"Exercise is the single most simple and important thing that people can do to improve their physical and mental health". These were the words of the Chief Medical Officer for England, Professor Chris Witty at a UK Active summit late in November. His words reflect a shift in how centrally the government's most senior policy makers incorporate physical activity provision into the nationals plans for public health.
The Government now have considered mental and physical health as a focus for how the change in restrictions should look. Therefore, people can meet with one other in an outdoor place, and why later in March, outdoor facilities will be open, with gyms and leisure centres following. Vaccines Minister Nadhim Zahawi outlined this ahead of the announcement yesterday. "Outdoor is safer and therefore we prioritise versus indoor. Outdoor sports - tennis, golf, outdoor organised team sports, grassroots football - will go back on March 29."
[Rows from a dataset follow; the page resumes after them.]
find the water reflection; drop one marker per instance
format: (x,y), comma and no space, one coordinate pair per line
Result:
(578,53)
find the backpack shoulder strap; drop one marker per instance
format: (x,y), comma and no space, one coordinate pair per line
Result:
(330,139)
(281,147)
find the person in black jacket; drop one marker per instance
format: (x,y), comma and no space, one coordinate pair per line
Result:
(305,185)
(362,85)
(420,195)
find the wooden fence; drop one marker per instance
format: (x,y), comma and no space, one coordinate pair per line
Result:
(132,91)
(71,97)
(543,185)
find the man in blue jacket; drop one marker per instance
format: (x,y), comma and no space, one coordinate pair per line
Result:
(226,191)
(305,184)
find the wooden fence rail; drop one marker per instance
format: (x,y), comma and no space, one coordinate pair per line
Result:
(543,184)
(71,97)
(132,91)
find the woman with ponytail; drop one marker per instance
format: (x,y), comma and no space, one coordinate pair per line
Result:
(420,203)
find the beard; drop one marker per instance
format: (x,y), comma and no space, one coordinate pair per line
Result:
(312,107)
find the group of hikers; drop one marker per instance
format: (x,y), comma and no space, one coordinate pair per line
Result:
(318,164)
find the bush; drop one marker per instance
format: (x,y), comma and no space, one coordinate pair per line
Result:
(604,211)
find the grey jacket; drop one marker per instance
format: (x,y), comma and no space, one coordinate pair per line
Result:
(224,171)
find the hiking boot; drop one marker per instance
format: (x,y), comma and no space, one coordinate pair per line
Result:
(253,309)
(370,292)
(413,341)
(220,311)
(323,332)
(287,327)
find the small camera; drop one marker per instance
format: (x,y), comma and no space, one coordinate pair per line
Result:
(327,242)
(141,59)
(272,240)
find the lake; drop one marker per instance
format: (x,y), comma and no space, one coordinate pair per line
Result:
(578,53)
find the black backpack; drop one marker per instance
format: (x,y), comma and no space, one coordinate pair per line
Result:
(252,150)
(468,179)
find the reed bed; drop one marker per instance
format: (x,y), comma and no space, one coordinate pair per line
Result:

These changes reflect the efforts of campaigners and government health and physical activity partners, who supported the government to debate gyms and leisure centres. The government responded by facilitating the debate in July and stating: "the government recognises the importance of physical activity to the nation’s wellbeing and is working with the leisure sector to reopen facilities as soon as possible in a safe and controlled way".
These changes are welcome news for sport clubs and groups engaging in physical activity. Personal trainers are now able to work in public and private spaces with clients. Groups can train, as a group of 6. This is limited, but it is the right direction for sport clubs and physical activity groups. Still, evidence will be provided to the government which highlights the safety of leisure centres and gyms, and the safety of training groups using public spaces.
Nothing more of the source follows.